Python automated testing framework: the difference between Pytest and Unittest

pytest and unittest are two commonly used testing frameworks in Python, both of which can be used to write and execute test cases, but they are different in many ways. This article will discuss these differences from different perspectives to help you better understand pytest and unittest.

1. Principle
pytest is a test framework based on Python's assert statement and Python's introspection feature. Its principle is to test Python functions based on decorators.

unittest is a test framework based on the Java-based JUnit test framework. Its principle is object-oriented design, and test cases need to be encapsulated in test classes for testing.

2. Support functions
Pytest support functions:

1) Multiple assertion styles, such as assert, assertion, expect and should;

2) Use standard output to output test results;

3) Customize plug-ins to extend the functions of the test framework, such as supporting test reports, test coverage, performance testing, etc.;

4) Use fixtures to manage dependencies of test cases;

5) Support the use of pytest-xdist plug-ins for distributed testing;

unittest support functions:

1) Test suites and test devices, such as using setUp() and tearDown() methods to initialize and clean up the test environment;

2) Support multiple assertion methods, such as assertEqual, assertNotEqual, assertTrue, assertFalse;

3) Use TestResult and TestSuite to manage the execution order of test results and test cases;

4) Support unittest.mock to simulate and replace test objects;

5) Support coverage.py for test coverage analysis;

6) Support generating test reports in HTML format;

3. Use case composition
pytest uses Python functions to write test cases. The name of the test case starts with test_, and the parameters of the test case are managed by fixtures.

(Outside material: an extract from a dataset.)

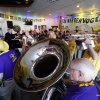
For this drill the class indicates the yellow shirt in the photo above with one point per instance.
(72, 46)
(95, 62)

unittest uses Python classes to write test cases. The name of the test case starts with test, and the test case needs to inherit the unittest.TestCase class.

4. Running mode
pytest supports running test cases from command line, text file or Python module, and will automatically collect test case execution when the test is running.

unittest needs to encapsulate the test case in the test class, and run the test case through the command line or the test runner. When the test is running, it needs to manually specify the test class or test method for execution. It supports the use of python -m unittest to execute the test case.

5. Extensibility
pytest can flexibly customize plug-ins to extend the functions of the test framework, and can easily integrate with other Python libraries and tools, such as using with Selenium, Requests, BeautifulSoup and other libraries for end-to-end testing, API testing, web testing, etc.

unittest can also extend the function of the test framework by customizing the test runner and test device, but compared with pytest, the flexibility is lower. The scalability of unittest is mainly reflected in the support of using libraries such as mock and coverage.py for test extension .

6. Parameterized
pytest supports the use of fixtures to manage the parameters of test cases, and supports the use of @pytest.mark.parametrize for parameterized tests.

unittest supports the use of the setUp() method to initialize test cases, and supports the use of TestCase.subTest for parameterized testing, but it is more troublesome than pytest.

7. Test report
pytest supports the use of pytest-html plug-in or pytest-xdist plug-in to generate test reports, which can generate test reports in HTML format, including test results, test cases, test coverage and other information, which can be easily analyzed and Check.

unittest supports using libraries such as coverage.py and unittest-xml-reporting to generate test reports, but it is not as convenient as pytest to generate test reports.

8. Ease of use
Compared with unittest, pytest is easier to use. Its test cases can be written using simple Python functions. It supports 3 operation modes, and it is relatively simple to write and execute.

unittest needs to encapsulate the test case in the test class, and the test class or test method needs to be manually specified for execution when the test is running. unittest is more stable and mature than pytest, but less scalable.

9. Applicable scenarios
pytest is suitable for projects that require unit testing, integration testing, and end-to-end testing, especially for projects with a large number of test cases.

unittest is suitable for projects that require unit testing and integration testing, especially for relatively simple test cases.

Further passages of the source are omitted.